Authorities are investigating death threats posted on the Internet against UN General Assembly President Miguel d'Escoto Brockmann, his spokesman acknowledged on Monday. The spokesman, Enrique Yeves, did not identify the bloggers or their specific threats against D'Escoto.
He revealed the threats, which he said occurred within the past week, during a series of complaints about the Israelis, but he later denied there was any connection.
The threats are being taken seriously by UN security officials, who have called in US authorities for help in investigating, Yeves said.
"Very serious threats have appeared on the Internet against the life of the president of the General Assembly. This matter is being looked into by the pertinent authorities," he said. D'Escoto, a Roman Catholic priest from Nicaragua, has openly leftist views that have privately riled some of the UN's 192 member nations, but his spat with the Israelis is his first open clash.
He has long been a supporter of Sandinista leader Daniel Ortega, who once allied himself with Fidel Castro and the Soviet Union and won re-election as Nicaragua's president in 2006. D'Escoto was foreign minister of Nicaragua when the Sandinistas ruled in the 1980s.
Since assuming the General Assembly presidency, d'Escoto, who was born in Los Angeles, has not ceased to be a stern critic of the United States.
The sour relations between d'Escoto and the Israelis date to at least November, when he was quoted in The Jerusalem Post as saying that the international community should consider a boycott, divestment and sanctions against Israel similar to those used against South Africa decades earlier.
The newspaper quoted d'Escoto saying that "Israeli policies in the Occupied Palestinian Territories appear so similar to the apartheid of an earlier era, a continent away. I believe it is very important that we in the United Nations use this term. We must not be afraid to call something what it is."
Tempers flared up last week when the General Assembly commemorated the U.N.'s first worldwide proclamation that people have a right to live without being oppressed by their governments. Yeves noted Monday there had been several stories in the media saying that the president of the General Assembly tried to prevent the permanent representative of Israel from speaking. "This is a malicious and absolute lie that could best be characterized as 'slander' and in any court of law this is a criminal act," he said at routine press briefing. "Information from the media attributes senior diplomatic officials in the Permanent Mission of Israel to the United Nations as the source for this irresponsible accusation."
Upon hearing D'Escoto's "latest outrageous statement," Gabriela Shalev, who is Israel's first woman UN ambassador, immediately called off her plans to meet with D'Escoto on Monday afternoon and try to make up, according to Shalev's spokeswoman, Mirit Cohen. "The role of the president of the General Assembly should be to unite the international community and promote shared interests and values. However, since his first days as president of the General Assembly, Mr. D'Escoto has been divisive and controversial, abusing his position," Cohen said.

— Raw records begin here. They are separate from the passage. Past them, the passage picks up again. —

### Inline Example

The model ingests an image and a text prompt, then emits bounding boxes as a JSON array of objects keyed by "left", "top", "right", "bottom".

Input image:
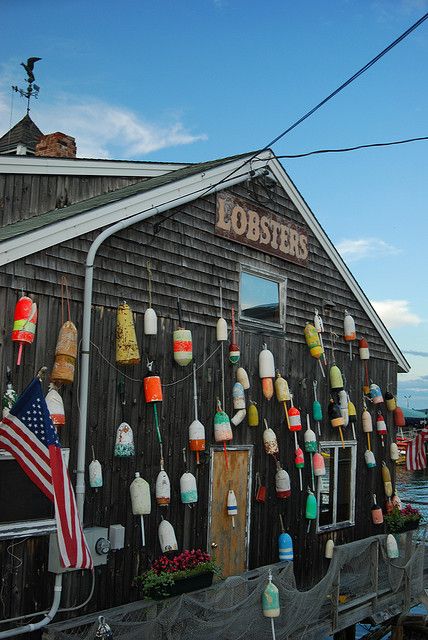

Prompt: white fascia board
[
  {"left": 0, "top": 156, "right": 188, "bottom": 178},
  {"left": 0, "top": 152, "right": 272, "bottom": 266},
  {"left": 269, "top": 158, "right": 410, "bottom": 373}
]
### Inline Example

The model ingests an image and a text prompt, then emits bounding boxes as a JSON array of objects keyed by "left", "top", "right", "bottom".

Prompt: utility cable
[
  {"left": 275, "top": 136, "right": 428, "bottom": 158},
  {"left": 155, "top": 13, "right": 428, "bottom": 233}
]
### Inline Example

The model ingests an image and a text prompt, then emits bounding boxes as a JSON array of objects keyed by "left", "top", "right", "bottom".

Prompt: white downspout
[{"left": 76, "top": 166, "right": 269, "bottom": 523}]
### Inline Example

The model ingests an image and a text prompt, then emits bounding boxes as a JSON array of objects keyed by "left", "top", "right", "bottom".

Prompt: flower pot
[{"left": 144, "top": 571, "right": 214, "bottom": 600}]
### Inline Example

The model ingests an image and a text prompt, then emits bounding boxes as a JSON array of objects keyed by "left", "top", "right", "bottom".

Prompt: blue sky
[{"left": 0, "top": 0, "right": 428, "bottom": 408}]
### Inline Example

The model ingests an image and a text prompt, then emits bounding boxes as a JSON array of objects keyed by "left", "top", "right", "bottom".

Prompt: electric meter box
[{"left": 48, "top": 527, "right": 111, "bottom": 573}]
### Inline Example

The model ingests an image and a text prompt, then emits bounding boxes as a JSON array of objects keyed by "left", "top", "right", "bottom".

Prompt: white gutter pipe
[
  {"left": 0, "top": 573, "right": 62, "bottom": 640},
  {"left": 74, "top": 166, "right": 269, "bottom": 520}
]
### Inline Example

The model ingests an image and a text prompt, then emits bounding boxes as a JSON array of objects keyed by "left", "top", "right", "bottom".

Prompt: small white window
[
  {"left": 0, "top": 449, "right": 70, "bottom": 540},
  {"left": 239, "top": 267, "right": 287, "bottom": 331},
  {"left": 317, "top": 440, "right": 357, "bottom": 532}
]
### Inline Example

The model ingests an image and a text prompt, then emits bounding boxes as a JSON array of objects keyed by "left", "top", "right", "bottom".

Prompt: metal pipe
[
  {"left": 0, "top": 573, "right": 62, "bottom": 640},
  {"left": 76, "top": 165, "right": 269, "bottom": 522}
]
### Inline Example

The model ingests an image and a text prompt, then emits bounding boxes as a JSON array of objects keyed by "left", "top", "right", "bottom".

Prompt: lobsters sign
[{"left": 215, "top": 193, "right": 308, "bottom": 264}]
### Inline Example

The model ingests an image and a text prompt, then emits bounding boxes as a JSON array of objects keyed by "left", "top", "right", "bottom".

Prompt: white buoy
[
  {"left": 129, "top": 471, "right": 152, "bottom": 547},
  {"left": 155, "top": 468, "right": 171, "bottom": 507},
  {"left": 180, "top": 471, "right": 198, "bottom": 504},
  {"left": 158, "top": 520, "right": 178, "bottom": 553}
]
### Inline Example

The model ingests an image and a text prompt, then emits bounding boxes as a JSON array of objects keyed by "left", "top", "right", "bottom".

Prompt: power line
[
  {"left": 275, "top": 136, "right": 428, "bottom": 158},
  {"left": 152, "top": 13, "right": 428, "bottom": 230}
]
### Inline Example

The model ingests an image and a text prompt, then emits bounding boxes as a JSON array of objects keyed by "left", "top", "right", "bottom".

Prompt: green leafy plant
[
  {"left": 134, "top": 549, "right": 221, "bottom": 598},
  {"left": 384, "top": 504, "right": 422, "bottom": 533}
]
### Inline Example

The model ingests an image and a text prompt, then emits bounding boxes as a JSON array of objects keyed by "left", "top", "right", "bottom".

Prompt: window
[
  {"left": 239, "top": 267, "right": 286, "bottom": 330},
  {"left": 0, "top": 449, "right": 69, "bottom": 539},
  {"left": 317, "top": 441, "right": 357, "bottom": 532}
]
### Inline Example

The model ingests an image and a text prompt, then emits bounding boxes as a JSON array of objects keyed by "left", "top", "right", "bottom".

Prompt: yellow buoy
[{"left": 116, "top": 302, "right": 140, "bottom": 365}]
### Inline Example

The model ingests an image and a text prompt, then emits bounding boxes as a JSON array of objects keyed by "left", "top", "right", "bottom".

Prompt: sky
[{"left": 0, "top": 0, "right": 428, "bottom": 408}]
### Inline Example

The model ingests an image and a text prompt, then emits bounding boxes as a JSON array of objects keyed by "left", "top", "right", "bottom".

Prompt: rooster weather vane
[{"left": 12, "top": 57, "right": 41, "bottom": 116}]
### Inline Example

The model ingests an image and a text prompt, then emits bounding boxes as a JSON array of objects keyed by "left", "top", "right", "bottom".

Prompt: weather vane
[{"left": 12, "top": 58, "right": 41, "bottom": 116}]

Shalev, a 67-year-old law professor who speaks Arabic and spent her working life on university campuses in the US, Canada and Europe as well as in Israel, became Israel's top diplomat to the UN in early September.
D'Escoto's spokesman, Yeves, also made a point of reminding reporters Monday of the "arbitrary detention" of a UN human rights envoy for the Palestinians, Richard Falk, who was expelled Monday morning from Israel after landing at the airport Sunday. "He was attempting to carry out the obligations of his U.N. mandate," Yeves said, adding that Israel's action "reflects a dangerous decision."
An Israeli foreign ministry spokesman, Yigal Palmor, said Falk has ready-made conclusions "and those conclusions are of course extreme, methodic criticism of Israel and only of Israel." Last week Falk called on the UN to pressure Israel to lift its blockade of the Gaza Strip, which he called "a crime against humanity."
Falk, a former professor at Princeton University who wrote an introduction to a book that questioned the Bush administration's explanation for the Sept 11 attacks, could not be reached for comment on Monday.